Question

How do you use the integral test to determine the convergence or divergence of `1+1/4+1/9+1/16+1/25+...`?

Answer 1

Our first step is to write the series in series notation. Notice that:

`1+1/4+1/9+1/16+1/25+...`

`=1/1^2+1/2^2+1/3^2+1/4^2+1/5^2+...`

`=sum_(n=1)^oo1/n^2`

So, we want to determine the convergence or divergence of the series `sum_(n=1)^oo1/n^2` using the integral test.

The integral test requires some conditions: for `sum_(n=N)^oof(n)`:

• `f(n)` has to be decreasing on `[N,oo)`
• `f(n)>=0` on the same interval
• `f(n)` is continuous on the interval

For `f(n)` we see that these are all true so the integral test will apply.

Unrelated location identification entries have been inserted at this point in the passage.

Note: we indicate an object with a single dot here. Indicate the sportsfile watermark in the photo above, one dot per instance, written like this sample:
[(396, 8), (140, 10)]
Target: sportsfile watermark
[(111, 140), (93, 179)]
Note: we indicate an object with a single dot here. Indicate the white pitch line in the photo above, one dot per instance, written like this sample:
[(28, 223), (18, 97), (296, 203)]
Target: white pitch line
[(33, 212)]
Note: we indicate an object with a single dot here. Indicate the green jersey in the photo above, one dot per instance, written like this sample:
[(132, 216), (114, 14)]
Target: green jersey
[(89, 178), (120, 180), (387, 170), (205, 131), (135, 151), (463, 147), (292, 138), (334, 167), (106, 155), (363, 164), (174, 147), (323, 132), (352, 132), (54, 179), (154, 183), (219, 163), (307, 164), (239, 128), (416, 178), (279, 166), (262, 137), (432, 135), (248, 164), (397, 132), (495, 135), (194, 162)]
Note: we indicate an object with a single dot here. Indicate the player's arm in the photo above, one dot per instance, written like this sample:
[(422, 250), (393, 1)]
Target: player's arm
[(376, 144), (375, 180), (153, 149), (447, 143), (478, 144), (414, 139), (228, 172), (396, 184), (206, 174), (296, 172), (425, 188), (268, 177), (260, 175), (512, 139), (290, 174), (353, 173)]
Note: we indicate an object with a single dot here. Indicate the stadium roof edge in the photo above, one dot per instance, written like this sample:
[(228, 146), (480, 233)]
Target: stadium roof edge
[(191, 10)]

The actual integral test states that:

The series `sum_(n=N)^oof(n)` converges if and only if the improper integral `int_N^oof(x)dx` converges to a finite number.

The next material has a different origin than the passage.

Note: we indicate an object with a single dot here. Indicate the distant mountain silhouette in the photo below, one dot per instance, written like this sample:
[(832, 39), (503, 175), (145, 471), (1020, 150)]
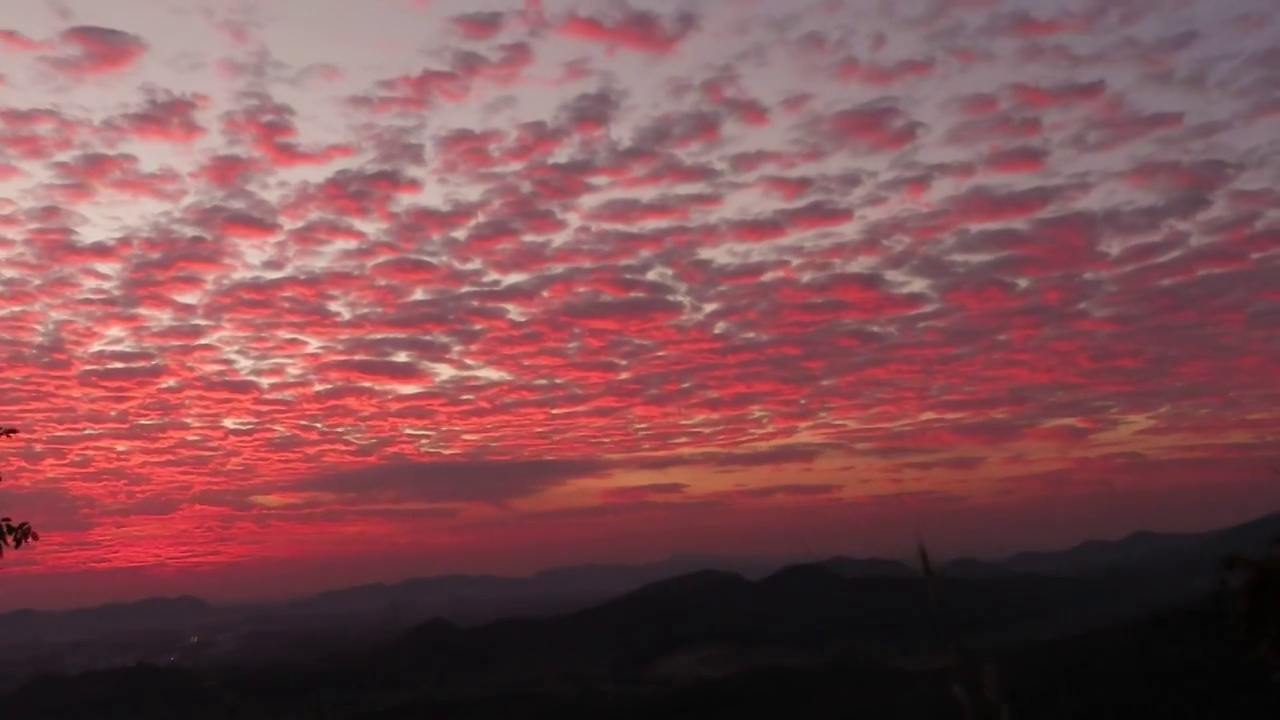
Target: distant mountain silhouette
[(1173, 566), (705, 638), (1151, 552)]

So, we want to see if `int_1^oo1/x^2dx` converges to a finite value. When we have an improper integral such as this, replace the infinite bound with a variable, and take the limit as that variable approaches infinity. We write:

`int_1^oo1/x^2dx=lim_(brarroo)int_1^b1/x^2dx`

Then:

`=lim_(brarroo)int_1^bx^-2=lim_(brarroo) [x^-1/(-1)] _ 1^b=lim_(brarroo)[-1/x]_1^b`

Evaluating:

`=lim_(brarroo)(-1/b-(-1/1))=lim_(brarroo)(-1/b+1)`

As `brarroo`, the ratio `-1/brarr0`, so:

`=0+1=1`

So, `int_1^oo1/x^2dx=1`, that is, it converged to a finite value. Thus the series `sum_(n=1)^oo1/n^2=1+1/4+1/9+1/16+1/25+...` converges as well through the integral test.